Paris!


Tuesday:

Paris!

Well, first and foremost, Paris is a big city. Two million people in the official bounds of the city (20 arrondissements), more like maybe eight million if you count what is actually the city, outside those 20 (as London and LA do).

In 1853, Emperor Napoleon III (did you know that Napoleon's nephew ended up as Emperor of France?) hired Baron Georges Eugene Haussmann to "ventilate, unify and beautify the city"?  Very, very long (and interesting) story short:  he did it, in 17 years, and Paris was not only never the same crowded, unhealthy, chaotic city it was, but also looked a whole lot like it looks today (see above). Haussmann (and NIII, who played a big role in the work) is responsible for the unique look of Paris, still an 18th and 19th century city architecturally, but with broad, tree-lined avenues and buildings almost all the same height. This is immediately obvious if you're atop one of the towers of Notre Dame, or that big steel tower, but it's also evident on the ground. It's a city that's pleasant to the eye, architecturally.

Traffic is another story. The traffic raised our blood pressure just sitting on the bus (did I say we had an awesome driver?). The chaos at intersections is unreal. Haussmann, not foreseeing modern transport, laid the avenues out, not in a grid, but in radial patterns streaming out from major plazas or roundabouts. So – intersections are almost always at interesting angles, and turning becomes an art.


Right-of-way rules exist, I suppose, but are not in use. It's kind of like a food chain – survival of the fittest. There are a lot of (almost entirely small) cars, usually small trucks, normal-sized buses, bicycles, pedicabs and big boxes mounted on bicycles (resupply? maintenance?
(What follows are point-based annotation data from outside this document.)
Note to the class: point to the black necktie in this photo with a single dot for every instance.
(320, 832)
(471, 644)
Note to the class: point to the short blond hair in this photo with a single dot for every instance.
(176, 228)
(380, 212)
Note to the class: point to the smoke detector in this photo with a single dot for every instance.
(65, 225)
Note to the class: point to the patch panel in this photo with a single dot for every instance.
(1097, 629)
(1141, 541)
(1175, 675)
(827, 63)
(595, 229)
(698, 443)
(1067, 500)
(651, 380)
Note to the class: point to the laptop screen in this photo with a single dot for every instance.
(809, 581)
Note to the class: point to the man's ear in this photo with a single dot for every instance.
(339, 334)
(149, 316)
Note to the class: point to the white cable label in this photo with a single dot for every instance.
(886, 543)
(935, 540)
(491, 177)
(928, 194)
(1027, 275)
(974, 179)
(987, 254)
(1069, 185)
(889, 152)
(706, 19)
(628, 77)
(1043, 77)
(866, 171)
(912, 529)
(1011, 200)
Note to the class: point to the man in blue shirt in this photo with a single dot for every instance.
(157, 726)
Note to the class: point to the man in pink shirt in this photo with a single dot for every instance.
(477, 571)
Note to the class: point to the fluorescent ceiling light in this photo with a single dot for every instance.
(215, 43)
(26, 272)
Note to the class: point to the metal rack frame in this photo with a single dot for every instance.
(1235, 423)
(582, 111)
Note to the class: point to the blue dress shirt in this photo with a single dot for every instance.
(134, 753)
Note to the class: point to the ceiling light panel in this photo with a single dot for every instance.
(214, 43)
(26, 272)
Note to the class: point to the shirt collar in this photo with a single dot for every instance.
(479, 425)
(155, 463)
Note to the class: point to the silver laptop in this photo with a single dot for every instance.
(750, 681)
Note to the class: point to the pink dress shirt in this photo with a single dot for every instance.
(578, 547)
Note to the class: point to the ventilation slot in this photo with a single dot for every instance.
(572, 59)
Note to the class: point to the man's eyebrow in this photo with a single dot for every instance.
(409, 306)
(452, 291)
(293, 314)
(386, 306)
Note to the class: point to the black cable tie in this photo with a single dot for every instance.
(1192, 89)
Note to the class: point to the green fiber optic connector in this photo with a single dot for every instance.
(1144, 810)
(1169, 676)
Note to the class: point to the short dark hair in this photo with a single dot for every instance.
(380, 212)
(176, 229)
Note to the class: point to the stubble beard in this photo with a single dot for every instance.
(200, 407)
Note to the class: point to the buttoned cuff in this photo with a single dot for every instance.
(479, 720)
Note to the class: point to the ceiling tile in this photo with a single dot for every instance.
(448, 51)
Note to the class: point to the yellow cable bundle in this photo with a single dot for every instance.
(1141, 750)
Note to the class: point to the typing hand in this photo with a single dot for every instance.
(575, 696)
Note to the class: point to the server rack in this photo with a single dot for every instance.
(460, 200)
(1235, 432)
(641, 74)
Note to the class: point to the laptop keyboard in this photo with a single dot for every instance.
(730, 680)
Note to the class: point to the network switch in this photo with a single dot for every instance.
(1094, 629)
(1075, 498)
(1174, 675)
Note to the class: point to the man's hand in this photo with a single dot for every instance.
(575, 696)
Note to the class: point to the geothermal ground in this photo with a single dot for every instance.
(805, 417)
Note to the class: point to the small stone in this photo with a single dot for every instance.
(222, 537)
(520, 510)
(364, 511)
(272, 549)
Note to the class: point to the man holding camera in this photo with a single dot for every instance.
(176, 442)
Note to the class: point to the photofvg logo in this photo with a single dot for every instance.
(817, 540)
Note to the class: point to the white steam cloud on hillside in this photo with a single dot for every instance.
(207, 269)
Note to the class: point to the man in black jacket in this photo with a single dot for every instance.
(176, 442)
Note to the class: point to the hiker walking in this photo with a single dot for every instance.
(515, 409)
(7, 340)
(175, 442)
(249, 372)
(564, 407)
Uber Eats?), electric bicycles, scooters and skateboards, motorcycles and motor scooters, and that guy on a wheel about a foot high, with posts coming out of the hub that he stood on, and drove it right into and through traffic. Motorcycles seem to follow no predictable rules or patterns except “if there's room, I zoom,” and there's a lot of motorcycles. The rule of intersections is: you take what you can whenever you can. Lots of near-accidents, but no contact. And hardly any horns.

  • Tuesday's fact: Right-of-way rules in roundabouts in France are just like those in Massachusetts – yield going in, signal going out. Except one. There is one roundabout in all of France where those rules are reversed – the biggest one. The roundabout that the Arc d'Triomphe is on has twelve (12!) roads feeding it, and you have the right-of-way going in, but then when you're in, you need to yield to everyone coming in from every one of the 12 roads. I had to avert my eyes.

 We made it to the hotel, checked in, and recovered; dinner was "on our own." One hour in one of the most complex cities in the world, and we had to find our way around well enough to feed ourselves. It didn't help that, when we went out to look around, it was immediately evident that we were in the high-rent district. Our hotel is a (long) block from the Champs Elysees, which we strolled along, gawping at the famous global fashion names, each with about three artfully placed items in the window, and restaurants which were priced on a different planet. There was, incredibly, a 5 Guys on the CE, and burgers started at 12 euros each, currently worth, at this moment, $13.03.

We found a trattoria on a side street, and had a really good meal; it didn't break the bank, but it wasn't Oneonta. I had a personal size pizza which, even though it was the simplest plain pizza (tomatoes, mozzarella, olive oil, basil) it was really, really good. Abbey/Mom had the plat du jour (basically the special of the day) which was linguine with lots of shellfish and marinara – and no cheese. It was also outstanding. There was a lot of it, so she got a doggy bag and we brought the leftovers back to our refrigerator.